Он рано лишился родителей, оставивших ему жилье в первом этаже дома по Сытинскому переулку, близ Тверского бульвара. Сюда можно было постучаться в окно с улицы, не тревожа соседей звонком. Состояло оно из двух небольших комнат, где было много книг, бронзовые безделушки, старый ковер над диваном, где развешаны были старинные шпаги и рапиры. Мебель представляла собой остатки прежней роскоши: стулья и кресла красного дерева были изрядно просижены и разломаны, фортепиано разбито, покрывала и гардины пришли в ветхость.
Тимофеев работал тогда на Всесоюзном радио заместителем главного редактора вещания для детей.
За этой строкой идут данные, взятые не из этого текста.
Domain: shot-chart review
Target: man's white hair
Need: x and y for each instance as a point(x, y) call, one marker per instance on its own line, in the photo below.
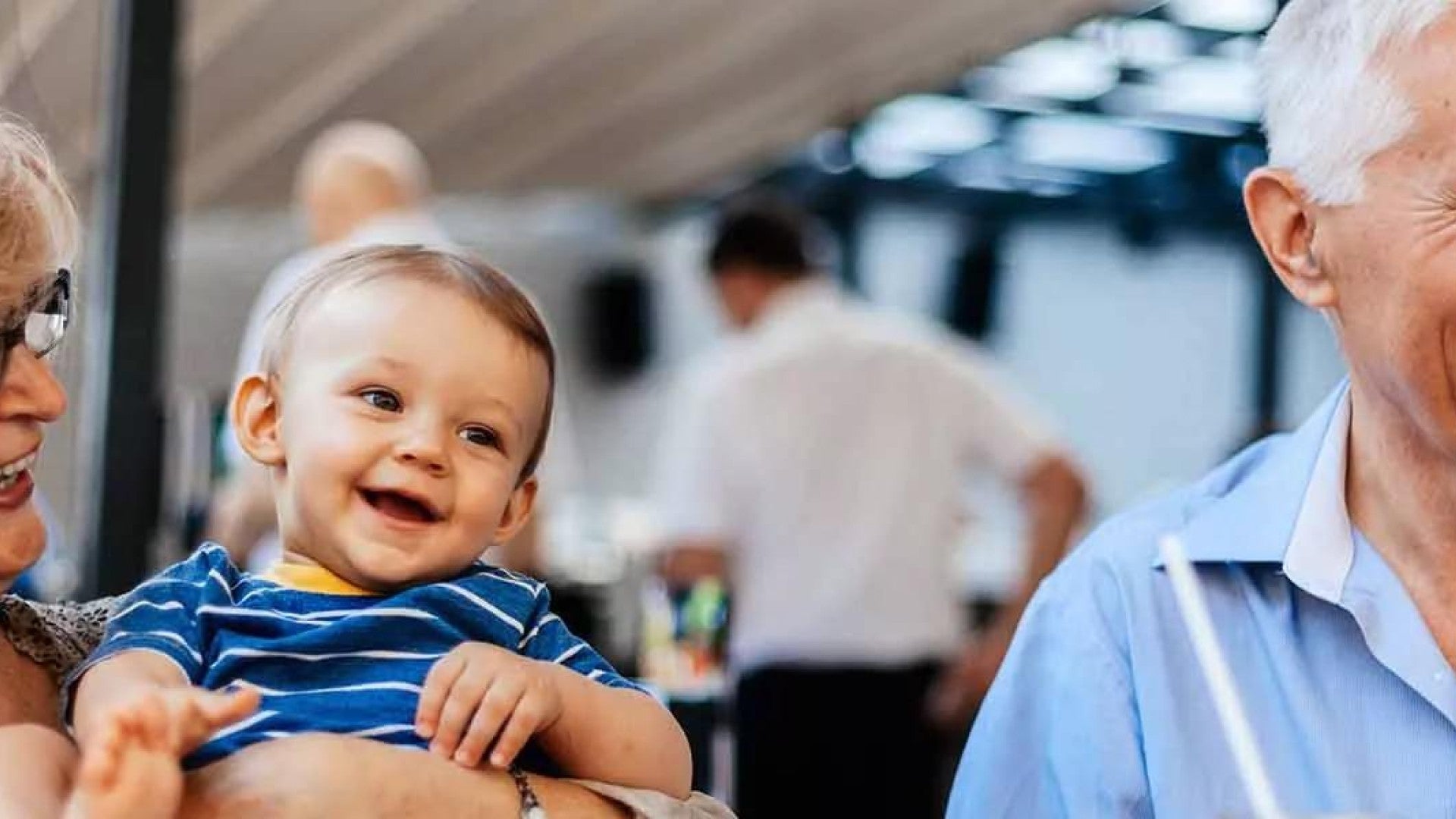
point(1327, 108)
point(375, 145)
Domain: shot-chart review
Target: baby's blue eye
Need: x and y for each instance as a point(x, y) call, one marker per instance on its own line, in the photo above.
point(481, 436)
point(382, 400)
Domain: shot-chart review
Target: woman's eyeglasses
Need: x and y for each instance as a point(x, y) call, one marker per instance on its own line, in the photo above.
point(41, 324)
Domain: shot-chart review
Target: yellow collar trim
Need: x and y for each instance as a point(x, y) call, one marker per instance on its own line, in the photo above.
point(313, 579)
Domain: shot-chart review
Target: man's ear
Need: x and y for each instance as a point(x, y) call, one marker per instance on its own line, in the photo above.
point(1283, 222)
point(517, 510)
point(255, 419)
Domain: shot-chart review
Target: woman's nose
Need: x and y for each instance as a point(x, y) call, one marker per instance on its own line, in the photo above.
point(30, 390)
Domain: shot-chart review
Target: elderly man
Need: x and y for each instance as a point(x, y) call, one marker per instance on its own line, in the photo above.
point(1327, 556)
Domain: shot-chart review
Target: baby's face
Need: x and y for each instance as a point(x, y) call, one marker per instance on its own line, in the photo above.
point(406, 416)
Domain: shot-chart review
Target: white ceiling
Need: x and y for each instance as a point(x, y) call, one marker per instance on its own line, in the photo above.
point(639, 98)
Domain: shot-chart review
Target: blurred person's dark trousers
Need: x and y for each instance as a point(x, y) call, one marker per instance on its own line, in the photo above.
point(814, 741)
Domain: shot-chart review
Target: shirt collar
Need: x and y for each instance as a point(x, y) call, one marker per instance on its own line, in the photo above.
point(1323, 547)
point(797, 300)
point(1256, 513)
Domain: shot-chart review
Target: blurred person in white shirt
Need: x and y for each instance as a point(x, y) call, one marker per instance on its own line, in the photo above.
point(816, 464)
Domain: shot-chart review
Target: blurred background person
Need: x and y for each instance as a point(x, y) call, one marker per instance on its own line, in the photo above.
point(816, 464)
point(359, 184)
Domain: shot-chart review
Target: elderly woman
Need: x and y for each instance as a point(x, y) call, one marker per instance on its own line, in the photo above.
point(309, 776)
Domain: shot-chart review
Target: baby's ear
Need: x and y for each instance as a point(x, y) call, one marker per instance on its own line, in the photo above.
point(517, 512)
point(255, 419)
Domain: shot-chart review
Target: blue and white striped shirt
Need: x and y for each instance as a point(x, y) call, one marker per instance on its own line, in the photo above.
point(344, 664)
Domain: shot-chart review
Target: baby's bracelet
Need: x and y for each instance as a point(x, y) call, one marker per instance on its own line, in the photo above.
point(530, 806)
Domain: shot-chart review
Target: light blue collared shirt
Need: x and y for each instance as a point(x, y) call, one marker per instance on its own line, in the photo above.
point(1101, 710)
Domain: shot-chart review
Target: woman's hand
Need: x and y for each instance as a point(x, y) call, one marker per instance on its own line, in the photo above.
point(481, 692)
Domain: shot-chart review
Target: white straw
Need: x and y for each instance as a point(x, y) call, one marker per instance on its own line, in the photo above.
point(1220, 681)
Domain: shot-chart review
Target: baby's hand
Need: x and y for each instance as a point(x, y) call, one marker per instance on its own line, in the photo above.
point(182, 717)
point(479, 691)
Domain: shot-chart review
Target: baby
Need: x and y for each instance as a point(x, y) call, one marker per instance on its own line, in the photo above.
point(402, 409)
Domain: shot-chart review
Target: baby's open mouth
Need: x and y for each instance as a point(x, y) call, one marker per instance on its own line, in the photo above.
point(400, 506)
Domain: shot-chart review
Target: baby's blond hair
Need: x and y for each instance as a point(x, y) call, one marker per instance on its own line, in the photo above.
point(39, 229)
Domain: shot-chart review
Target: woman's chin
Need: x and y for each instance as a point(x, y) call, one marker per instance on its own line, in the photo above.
point(22, 539)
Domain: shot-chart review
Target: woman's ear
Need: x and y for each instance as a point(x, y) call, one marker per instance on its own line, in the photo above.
point(1283, 222)
point(255, 419)
point(517, 510)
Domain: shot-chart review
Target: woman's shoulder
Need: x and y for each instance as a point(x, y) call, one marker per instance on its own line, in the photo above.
point(55, 635)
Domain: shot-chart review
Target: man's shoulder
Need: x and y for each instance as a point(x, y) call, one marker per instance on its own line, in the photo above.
point(1122, 554)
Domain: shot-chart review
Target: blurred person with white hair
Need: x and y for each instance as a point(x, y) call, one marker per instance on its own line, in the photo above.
point(816, 464)
point(359, 184)
point(1326, 556)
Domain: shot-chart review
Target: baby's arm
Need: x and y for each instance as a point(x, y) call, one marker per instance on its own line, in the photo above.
point(618, 735)
point(481, 692)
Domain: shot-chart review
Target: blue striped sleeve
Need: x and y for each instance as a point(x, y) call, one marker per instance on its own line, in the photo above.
point(548, 639)
point(162, 614)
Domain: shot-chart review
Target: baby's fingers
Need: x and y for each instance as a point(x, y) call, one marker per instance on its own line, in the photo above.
point(495, 708)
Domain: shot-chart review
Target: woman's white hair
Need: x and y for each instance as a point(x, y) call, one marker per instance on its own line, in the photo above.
point(1327, 107)
point(39, 229)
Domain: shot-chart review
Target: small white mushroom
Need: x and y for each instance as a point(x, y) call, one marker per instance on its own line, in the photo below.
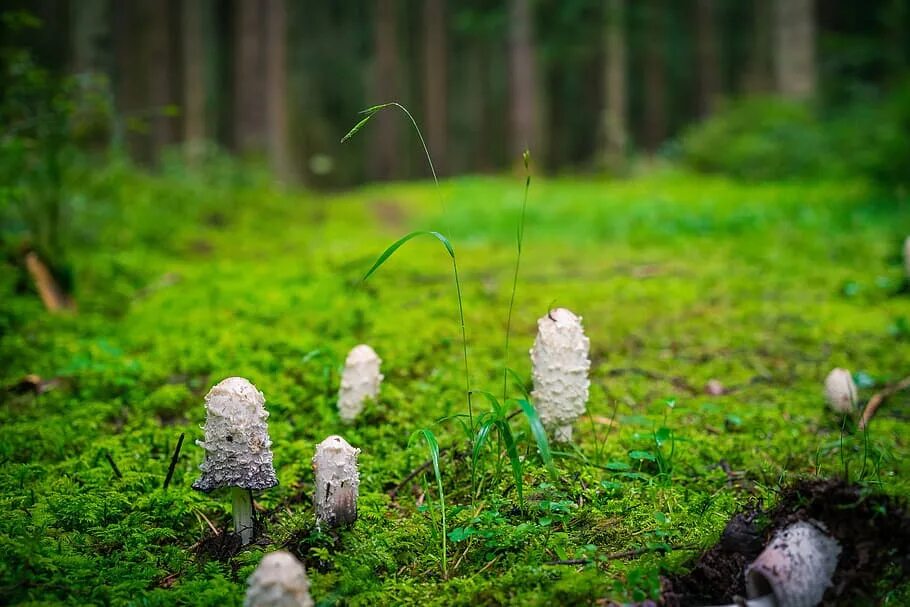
point(796, 567)
point(279, 581)
point(840, 391)
point(337, 482)
point(238, 451)
point(359, 381)
point(560, 371)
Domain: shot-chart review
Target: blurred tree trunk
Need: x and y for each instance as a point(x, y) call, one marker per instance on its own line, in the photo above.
point(249, 77)
point(655, 130)
point(525, 127)
point(794, 48)
point(276, 34)
point(194, 121)
point(758, 73)
point(435, 81)
point(384, 152)
point(615, 120)
point(707, 56)
point(147, 73)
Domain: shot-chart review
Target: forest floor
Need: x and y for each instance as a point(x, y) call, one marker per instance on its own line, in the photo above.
point(680, 280)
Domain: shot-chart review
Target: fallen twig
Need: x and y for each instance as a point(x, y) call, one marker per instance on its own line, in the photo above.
point(879, 397)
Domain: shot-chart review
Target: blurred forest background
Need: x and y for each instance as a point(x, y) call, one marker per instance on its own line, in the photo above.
point(796, 88)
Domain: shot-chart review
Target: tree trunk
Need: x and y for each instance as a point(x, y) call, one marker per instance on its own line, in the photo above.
point(525, 128)
point(277, 89)
point(615, 126)
point(384, 152)
point(709, 87)
point(194, 131)
point(655, 77)
point(435, 81)
point(249, 78)
point(794, 48)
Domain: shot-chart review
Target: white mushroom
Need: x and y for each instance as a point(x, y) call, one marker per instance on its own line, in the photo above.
point(560, 371)
point(238, 451)
point(279, 581)
point(337, 482)
point(359, 381)
point(840, 391)
point(796, 567)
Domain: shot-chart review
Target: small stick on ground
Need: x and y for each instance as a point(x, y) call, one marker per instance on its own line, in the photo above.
point(879, 397)
point(174, 458)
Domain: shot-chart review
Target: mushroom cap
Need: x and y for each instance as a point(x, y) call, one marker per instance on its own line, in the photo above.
point(337, 481)
point(796, 566)
point(279, 581)
point(237, 445)
point(840, 391)
point(560, 371)
point(360, 380)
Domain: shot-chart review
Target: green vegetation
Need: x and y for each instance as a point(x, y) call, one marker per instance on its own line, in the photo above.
point(188, 278)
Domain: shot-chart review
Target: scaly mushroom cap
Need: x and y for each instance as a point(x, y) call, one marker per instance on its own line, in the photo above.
point(840, 391)
point(359, 381)
point(337, 482)
point(279, 581)
point(237, 446)
point(796, 566)
point(560, 371)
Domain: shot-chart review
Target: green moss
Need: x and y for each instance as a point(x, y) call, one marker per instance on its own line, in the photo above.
point(185, 280)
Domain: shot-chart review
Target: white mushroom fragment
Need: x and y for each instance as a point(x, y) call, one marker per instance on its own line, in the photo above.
point(796, 567)
point(337, 482)
point(840, 391)
point(238, 451)
point(279, 581)
point(560, 371)
point(359, 381)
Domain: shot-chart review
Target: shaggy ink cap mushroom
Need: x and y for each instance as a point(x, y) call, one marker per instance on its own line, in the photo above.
point(796, 566)
point(237, 446)
point(840, 391)
point(560, 371)
point(280, 580)
point(360, 381)
point(337, 482)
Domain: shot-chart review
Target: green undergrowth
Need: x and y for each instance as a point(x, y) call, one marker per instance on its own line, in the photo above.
point(187, 279)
Компания, регулярно собиравшаяся у него, состояла из нескольких его довоенных друзей, но, главным образом, из молодых литераторов, работавших для Детской редакции радиовещания. Все они приводили своих знакомых, кто‑то заваливался сам без спросу. Таким образом у Тимофеева перебывала уйма народу. Но состав его постоянных друзей был вполне определенным.
Почти из всех впоследствии вышел толк. Назову некоторых. А. Зак и И. Кузнецов — драматурги; В. Коростылев и М. Львовский — тоже драматурги, тогда работавшие вместе; Борис Слуцкий, тоже постоянно появлявшийся у Тимофеева, называл эти две пары «полудраматургами», за что они несколько обижались. Бывала прекрасная певица Виктория Иванова, талантливая актриса Генриетта Островская; прозаик Николай Шахбазов; редактор и писатель Борис Грибанов.
Регулярно приходил Леон Тоом с женой своей Натальей Антокольской, именуемой в просторечии Кипсой, художницей.
Там я и познакомился с Тоомом.
Они с Тимофеевым были друзья по детским играм.
Одна из них окончилась трагически. Оружие, висевшее на стене в комнате Тимофеева, сработало уже в первом действии. Играя в мушкетеров, Леон в азарте смертельно ранил одного из своих товарищей.
Возможно, что эхо невольной вины отозвалось в последнем акте его жизни. Была в нем какая‑то особая рисковость, какая‑то открытость вине и потребность искупить ее физическим риском.